Önümüzdeki dönem hedefleriniz nelerdir?
 
Şu anda 24 Saatte İş’in bünyesinde 4.5 milyon aday, 180 bin şirket bulunuyor. Hedefimiz yurt içinde 2025 yılında kadar 10 milyon aday ve 300 bin şirkete ulaşmak. Operasyonumuzun olduğu her ülkede servis sektöründe hızlı ve pratik işe alım denilince akla ilk gelen isim olmak bizim en büyük hedefimiz.
 
Son dönemde girişimcilik oldukça popüler bir hal aldı. Bun anlamda, bir girişimi başarıya ulaştırmış bir ekip olarak, yola yeni çıkacaklara ne gibi tavsiyeleriniz olur?
 
Gençlerle sık sık bir araya gelip girişimcilik üzerine sohbet ediyorum ve hep anlatmaya çalıştığım konu girişimciliğin bir heves olarak görülmemesi, hatta çok büyük ciddiyetle ele alınması gerektiği. Farklı tarzda girişimciler var: kimileri trendlerin, kimileri sürdürülebilirliğin peşinde olabiliyor ama iki durumda da çok üst düzey bir operasyonel yetenek ve krizlerle çok hızlı başa çıkabilme yetisi gerekiyor. Bu noktada gençlerde gördüğüm en büyük risk ele aldıkları konu ile ilgili yeterli direnci göstermeden hızlı vazgeçme olasılıkları. Bir girişim ilk aşamalarından itibaren zorlukları ve zaman zaman imkânsızlıkları ile gelecek, nerede vazgeçeceğini bilmek elbette bir erdem ama o noktaya kadar şansı zorlamak da başarının en büyük anahtarı. Bu sebeple gençlerdeki girişimcilik heyecanını olumlu bulmakla birlikte bu işin zorlukları ve yenilgileri tarafında da farkındalıklarını geliştirmeleri gerektiğini düşünüyorum. Sadece tutku, sadece istek yeterli değil, çok fazla çalışmak, yaptığın işe kendini adamak lazım.
 
Bir kadın girişimci olarak, iş kurmak isteyen kadınlara neler söylemek, ne öneriler vermek istersiniz?
 
Girişimcilik bir ruh meselesi, önce hayal edebilmek, sonrasında var edebilmek, var ettikten sonra da sürdürebilmekten geçiyor. Burada kadın erkek diye bir ayrım düşünmemek gerek. Kadın girişimcilere önerim de buna odaklanmamaları. Siz girişimcisiniz ve girişimcilik cinsiyetlerden sıyrılması gereken bir üst kimlik. Sıfırdan bir yapıyı kurmak ve ayağa kaldırmak, o şirketin hem patronu hem de hizmetkârı olabilmekten geçiyor. Bu da çoğu zaman kimsenin yapmak istemediği işleri yapmaktan imtina etmemek demek. Girişimcilik özgürlük gibi algılanabilir ve bu doğru ama bir o kadar da başarmak için yaptığınız işe bağlılık ve adanmışlık gerektiriyor. Ve bazen ortaya çıkarmaya baş koyduğunuz bu gelecekteki hedef için bugün birçok şeyden vazgeçmeniz gerekebiliyor.

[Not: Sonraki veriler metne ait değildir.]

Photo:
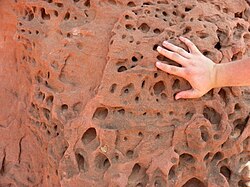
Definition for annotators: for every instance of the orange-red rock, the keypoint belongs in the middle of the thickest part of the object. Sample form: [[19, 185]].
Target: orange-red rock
[[82, 103]]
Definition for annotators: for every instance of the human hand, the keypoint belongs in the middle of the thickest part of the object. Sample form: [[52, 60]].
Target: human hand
[[197, 69]]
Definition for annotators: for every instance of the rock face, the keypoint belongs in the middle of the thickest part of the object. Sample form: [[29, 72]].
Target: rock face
[[84, 105]]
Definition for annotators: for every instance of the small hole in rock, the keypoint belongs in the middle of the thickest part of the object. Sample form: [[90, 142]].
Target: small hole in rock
[[186, 158], [131, 4], [157, 31], [130, 153], [218, 46], [159, 87], [121, 69], [129, 26], [204, 133], [87, 3], [193, 183], [89, 136], [113, 88], [44, 15], [226, 172], [67, 16], [144, 27], [101, 113], [134, 59]]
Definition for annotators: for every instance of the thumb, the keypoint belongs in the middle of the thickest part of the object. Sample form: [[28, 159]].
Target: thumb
[[187, 94]]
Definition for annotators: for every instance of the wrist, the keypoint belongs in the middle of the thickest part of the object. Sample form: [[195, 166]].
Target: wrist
[[215, 75]]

Bütün bunların üstüne diyorum ki, başlayın. O ilk adımı atmaktan korkmayın. Neden başaramayacağınıza dair fikir üretecek çok insan olacak etrafınızda ama siz amacınıza ve bu amaca olan adanmışlık hissinize güveniyorsanız gerisini akışa bırakın. Şans hareket edenin ve cesaret edenin yanında, bunu unutmayın. En önemlisi de yukarıda da altını çizdiğim gibi kadın olmanın dezavantajlarına veya başarı şansınızın karşı cinsten daha düşük olduğu konusuna takılmayın. Girişiminizle ilgili düşünmeniz gerekecek pek çok konu olacak ama bu onlardan biri olmamalı.